Eind 2005 kwamen banken en toonbankinstellingen (detailhandel, horeca, tankstations) het Convenant Betalingsverkeer overeen. Sindsdien wordt samengewerkt aan veiliger, efficiënter en betrouwbaarder betalen in Nederland. Het Convenant loopt dit jaar ten einde. Morgen wordt in het auditorium van DNB een congres gehouden over de resultaten van 13 jaar samenwerking. De gezamenlijke inspanningen leidden tot aanzienlijke groeicijfers van zowel het aantal pinautomaten als het aantal pinbetalingen. Nederland is koploper in de eurozone. Bovendien zijn de kosten van pinbetalingen sterk gedaald voor de ondernemers in Nederland. Banken en toonbankinstellingen zijn tevreden over de bereikte resultaten.
Bijna overal kan worden gepind
In Nederland staan ruim 360.000 betaalautomaten. Zowel in de detailhandel als bij tankstations is pinnen al jaren gemeengoed. In de ambulante handel en de horeca is de mogelijkheid om te pinnen recent pas sterk gegroeid. In de horeca wordt de pinpas bij 92% van alle horecagelegenheden geaccepteerd, terwijl dat in 2005 nog maar 50% was. Bij de ambulante handel geldt dat inmiddels 85% van de ambulante handelaren de pinpas accepteert, terwijl dat percentage in 2005 nog op 21% lag.

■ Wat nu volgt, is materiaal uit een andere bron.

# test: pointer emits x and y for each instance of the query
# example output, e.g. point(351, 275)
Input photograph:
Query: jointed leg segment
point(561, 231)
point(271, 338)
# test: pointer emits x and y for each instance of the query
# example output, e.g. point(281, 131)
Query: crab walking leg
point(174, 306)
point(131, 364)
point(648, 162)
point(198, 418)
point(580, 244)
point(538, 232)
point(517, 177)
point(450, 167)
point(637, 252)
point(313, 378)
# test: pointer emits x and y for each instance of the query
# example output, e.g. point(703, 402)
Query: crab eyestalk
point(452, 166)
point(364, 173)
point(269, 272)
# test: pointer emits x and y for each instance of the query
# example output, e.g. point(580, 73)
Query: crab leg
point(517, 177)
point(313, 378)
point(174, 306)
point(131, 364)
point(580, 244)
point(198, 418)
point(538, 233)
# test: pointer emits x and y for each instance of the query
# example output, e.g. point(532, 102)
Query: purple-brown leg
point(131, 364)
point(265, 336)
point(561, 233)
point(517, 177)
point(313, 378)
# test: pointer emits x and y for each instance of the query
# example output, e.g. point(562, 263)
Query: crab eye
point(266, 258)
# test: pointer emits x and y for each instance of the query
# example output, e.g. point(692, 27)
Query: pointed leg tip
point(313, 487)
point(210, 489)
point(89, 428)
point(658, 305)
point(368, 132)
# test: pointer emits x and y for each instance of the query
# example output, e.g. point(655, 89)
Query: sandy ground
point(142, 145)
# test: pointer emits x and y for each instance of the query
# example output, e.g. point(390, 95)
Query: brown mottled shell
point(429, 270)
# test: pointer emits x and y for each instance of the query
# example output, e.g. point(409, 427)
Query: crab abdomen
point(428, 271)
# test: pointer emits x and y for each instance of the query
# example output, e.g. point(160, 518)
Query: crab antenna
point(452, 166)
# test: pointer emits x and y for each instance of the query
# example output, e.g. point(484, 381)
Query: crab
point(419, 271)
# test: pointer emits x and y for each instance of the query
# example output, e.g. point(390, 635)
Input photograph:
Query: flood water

Doelstelling 60% pin versus 40% contant gehaald
Het aantal pintransacties is sinds 2005 verdrievoudigd, van 1,3 miljard in 2005 naar ruim 4 miljard in 2018. Mede dankzij grootschalige campagnes als Pinnen, ja graag en Klein bedrag? Pinnen mag! is het pingebruik sterk gegroeid in Nederland. Bordjes met ‘bijbetalen bij kleine bedragen’ zien we tegenwoordig nauwelijks meer. De komst van contactloos betalen zorgt ervoor dat consumenten óók hun kleine bedragen steeds vaker pinnen. Inmiddels is twee derde van de pinbetalingen voor een bedrag van minder dan €20,-. Het aantal pinbetalingen is het aantal contante betalingen inmiddels ruimschoots voorbij gestreefd. Met een verhouding van 61% pinbetalingen en 39% contante betalingen halverwege 2018 is de doelstelling van de Stichting (60% pin versus 40% contant aan het einde van 2018) ruimschoots gehaald.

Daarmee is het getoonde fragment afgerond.